I started to babble. ‘I found your keys,’ I said. ‘I brought them back.’
Even as I spoke, I knew it made no sense, that it wouldn’t stand up to more than a moment’s consideration.
Leah spoke to me like someone in a dream. ‘I’ve a spare key,’ she said, as if she needed to explain. ‘But what are you doing here? Why the…?’
And then she saw the sculpture and she never finished the sentence. I brought it round with the force of all my anger, at Leah, a bit, for coming here and ruining everything, but also at life, at the world, for being so messy and complicated. The granite caught her on the side of the temple, full on, with a crunch. Her knees gave way and she fell down sideways, scraping against the wall as she did so. She lay on the ground, her legs flapping noisily. It seemed like a mercy to bend down and hold her throat with my gloved hands to make it stop and go away. I reached for the breadknife and marked her face, as I’d planned to do to Astrid. It was the first time I’d seen how pretty she was.
At that moment, of all moments, I started thinking in the funniest way. My mind was both clear and unclear. I saw myself, as if from above, standing over this dead woman with bubbling red incisions on her face. People would think of the person who had done this as a madman who killed women and mutilated them. A psychopath. But it wasn’t really like that. That’s not who I am.

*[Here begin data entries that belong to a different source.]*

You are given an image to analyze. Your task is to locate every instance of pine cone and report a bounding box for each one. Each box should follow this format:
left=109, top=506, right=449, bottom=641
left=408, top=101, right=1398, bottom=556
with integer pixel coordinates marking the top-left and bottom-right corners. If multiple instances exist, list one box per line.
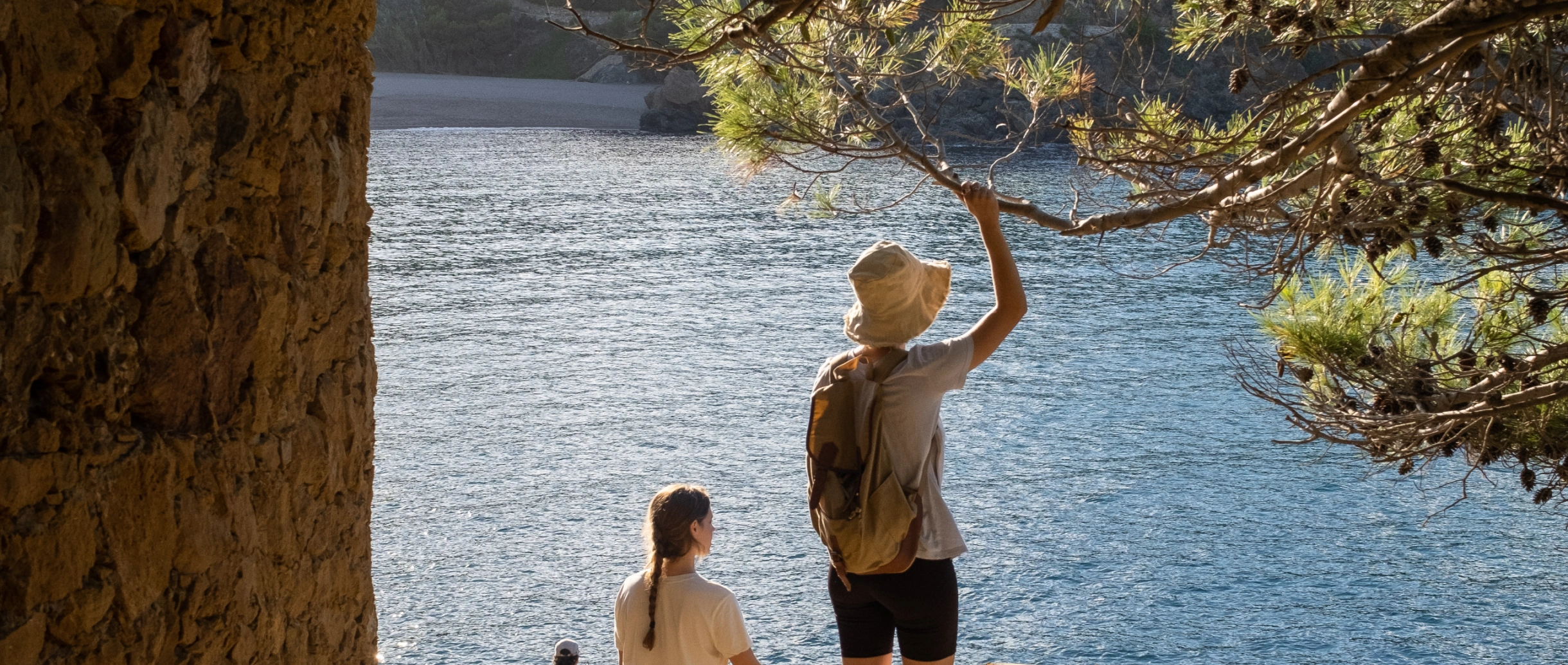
left=1231, top=67, right=1253, bottom=94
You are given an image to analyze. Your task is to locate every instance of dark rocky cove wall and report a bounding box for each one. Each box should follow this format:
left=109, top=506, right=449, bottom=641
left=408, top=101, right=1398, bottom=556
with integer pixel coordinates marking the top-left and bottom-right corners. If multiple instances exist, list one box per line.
left=0, top=0, right=377, bottom=665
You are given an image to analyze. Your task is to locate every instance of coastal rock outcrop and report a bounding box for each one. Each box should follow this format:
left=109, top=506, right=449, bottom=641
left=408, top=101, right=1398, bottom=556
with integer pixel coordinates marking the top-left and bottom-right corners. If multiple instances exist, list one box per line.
left=0, top=0, right=377, bottom=665
left=638, top=69, right=713, bottom=133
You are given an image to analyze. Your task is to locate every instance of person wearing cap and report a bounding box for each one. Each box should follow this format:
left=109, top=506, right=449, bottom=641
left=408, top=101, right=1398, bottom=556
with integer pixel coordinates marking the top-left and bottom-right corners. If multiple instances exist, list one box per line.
left=817, top=182, right=1029, bottom=665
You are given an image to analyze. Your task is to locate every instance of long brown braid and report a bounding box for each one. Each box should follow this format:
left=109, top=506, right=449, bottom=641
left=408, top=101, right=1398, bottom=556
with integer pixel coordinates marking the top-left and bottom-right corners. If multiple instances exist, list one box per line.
left=643, top=484, right=710, bottom=650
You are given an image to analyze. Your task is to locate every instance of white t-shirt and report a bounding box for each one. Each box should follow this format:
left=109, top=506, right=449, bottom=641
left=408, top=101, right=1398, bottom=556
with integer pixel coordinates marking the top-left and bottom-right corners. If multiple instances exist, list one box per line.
left=614, top=572, right=751, bottom=665
left=815, top=333, right=976, bottom=558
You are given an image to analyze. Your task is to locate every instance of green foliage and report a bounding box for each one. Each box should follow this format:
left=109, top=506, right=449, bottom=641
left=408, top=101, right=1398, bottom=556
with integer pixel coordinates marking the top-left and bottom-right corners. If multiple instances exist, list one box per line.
left=666, top=0, right=1087, bottom=173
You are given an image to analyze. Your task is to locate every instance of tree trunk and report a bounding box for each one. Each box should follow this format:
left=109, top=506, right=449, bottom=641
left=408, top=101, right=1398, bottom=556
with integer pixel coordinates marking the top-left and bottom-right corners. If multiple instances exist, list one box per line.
left=0, top=0, right=377, bottom=665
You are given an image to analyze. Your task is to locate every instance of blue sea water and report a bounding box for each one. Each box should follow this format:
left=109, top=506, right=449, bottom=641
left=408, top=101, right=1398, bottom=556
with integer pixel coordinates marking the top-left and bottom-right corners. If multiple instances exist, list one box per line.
left=368, top=130, right=1568, bottom=664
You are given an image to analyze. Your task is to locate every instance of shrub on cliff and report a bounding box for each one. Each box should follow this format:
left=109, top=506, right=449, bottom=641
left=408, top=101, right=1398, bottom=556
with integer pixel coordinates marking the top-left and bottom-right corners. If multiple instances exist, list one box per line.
left=561, top=0, right=1568, bottom=514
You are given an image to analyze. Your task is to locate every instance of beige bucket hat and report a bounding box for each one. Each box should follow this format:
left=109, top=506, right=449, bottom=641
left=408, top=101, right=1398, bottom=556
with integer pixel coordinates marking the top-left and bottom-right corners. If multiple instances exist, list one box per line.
left=844, top=240, right=954, bottom=346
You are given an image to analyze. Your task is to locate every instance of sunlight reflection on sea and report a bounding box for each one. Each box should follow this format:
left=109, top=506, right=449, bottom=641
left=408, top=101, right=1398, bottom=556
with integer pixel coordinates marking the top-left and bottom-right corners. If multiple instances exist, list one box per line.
left=370, top=130, right=1568, bottom=665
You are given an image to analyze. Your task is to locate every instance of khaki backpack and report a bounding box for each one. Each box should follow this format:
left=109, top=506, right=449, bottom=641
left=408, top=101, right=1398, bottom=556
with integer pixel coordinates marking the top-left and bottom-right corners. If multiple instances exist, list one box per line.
left=806, top=348, right=925, bottom=588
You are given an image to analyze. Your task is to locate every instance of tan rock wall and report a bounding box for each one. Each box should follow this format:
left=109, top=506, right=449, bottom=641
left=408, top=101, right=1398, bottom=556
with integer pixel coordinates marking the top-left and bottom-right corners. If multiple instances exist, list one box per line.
left=0, top=0, right=377, bottom=665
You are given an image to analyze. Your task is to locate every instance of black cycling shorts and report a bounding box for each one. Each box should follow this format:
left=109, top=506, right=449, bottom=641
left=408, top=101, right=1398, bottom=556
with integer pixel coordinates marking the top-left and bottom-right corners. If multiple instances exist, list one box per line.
left=828, top=558, right=958, bottom=661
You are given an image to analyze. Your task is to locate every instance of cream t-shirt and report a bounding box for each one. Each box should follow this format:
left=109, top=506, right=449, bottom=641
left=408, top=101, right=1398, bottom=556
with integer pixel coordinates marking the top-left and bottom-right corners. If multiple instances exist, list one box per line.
left=614, top=572, right=751, bottom=665
left=815, top=333, right=976, bottom=560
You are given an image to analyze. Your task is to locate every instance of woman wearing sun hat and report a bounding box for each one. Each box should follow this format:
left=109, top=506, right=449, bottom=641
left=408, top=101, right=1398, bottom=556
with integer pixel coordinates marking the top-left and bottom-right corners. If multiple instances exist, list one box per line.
left=817, top=182, right=1029, bottom=665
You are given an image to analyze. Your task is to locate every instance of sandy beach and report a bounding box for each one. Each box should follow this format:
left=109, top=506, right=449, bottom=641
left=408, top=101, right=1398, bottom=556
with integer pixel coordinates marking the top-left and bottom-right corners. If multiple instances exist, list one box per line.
left=370, top=72, right=655, bottom=130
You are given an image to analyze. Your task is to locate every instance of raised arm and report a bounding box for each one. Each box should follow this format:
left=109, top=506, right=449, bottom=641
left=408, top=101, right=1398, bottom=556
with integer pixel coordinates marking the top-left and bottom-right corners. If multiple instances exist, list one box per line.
left=959, top=182, right=1029, bottom=370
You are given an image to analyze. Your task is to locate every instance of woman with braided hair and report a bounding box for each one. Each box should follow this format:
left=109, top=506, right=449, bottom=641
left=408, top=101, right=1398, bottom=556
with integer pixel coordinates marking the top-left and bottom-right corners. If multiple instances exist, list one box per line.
left=614, top=484, right=759, bottom=665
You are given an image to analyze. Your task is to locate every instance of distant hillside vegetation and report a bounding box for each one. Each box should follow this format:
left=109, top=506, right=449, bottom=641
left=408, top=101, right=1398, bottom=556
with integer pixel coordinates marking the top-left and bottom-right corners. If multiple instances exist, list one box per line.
left=366, top=0, right=640, bottom=78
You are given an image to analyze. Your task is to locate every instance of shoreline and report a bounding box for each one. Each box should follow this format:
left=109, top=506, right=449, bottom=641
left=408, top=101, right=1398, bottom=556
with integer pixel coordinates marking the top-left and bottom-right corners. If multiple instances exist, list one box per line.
left=370, top=72, right=657, bottom=130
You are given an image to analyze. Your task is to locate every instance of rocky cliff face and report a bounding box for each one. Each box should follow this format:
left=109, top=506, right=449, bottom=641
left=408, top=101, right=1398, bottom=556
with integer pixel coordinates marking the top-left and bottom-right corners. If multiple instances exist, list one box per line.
left=0, top=0, right=377, bottom=665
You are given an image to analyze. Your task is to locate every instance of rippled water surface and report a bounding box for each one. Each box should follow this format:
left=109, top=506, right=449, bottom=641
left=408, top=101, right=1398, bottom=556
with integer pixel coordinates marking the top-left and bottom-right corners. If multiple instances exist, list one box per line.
left=370, top=130, right=1568, bottom=664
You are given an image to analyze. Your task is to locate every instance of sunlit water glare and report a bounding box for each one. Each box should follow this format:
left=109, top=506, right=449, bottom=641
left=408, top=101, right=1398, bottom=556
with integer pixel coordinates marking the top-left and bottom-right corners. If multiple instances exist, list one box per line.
left=370, top=130, right=1568, bottom=665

I couldn’t work out what was best to do. Should I wait for Astrid and go through with my plan? I considered the knife. No. I laid it down carefully. I looked around. Was there anything I needed to take away with me? Had I brought anything? I couldn’t remember. Was it better to take the knife or leave it? I picked it up again. I ran to the kitchen and rinsed it under the tap. I ripped off a few sheets of kitchen roll and wrapped them round the blade. I put the bundle into a plastic shopping bag and rolled it up. Was there anything I was forgetting?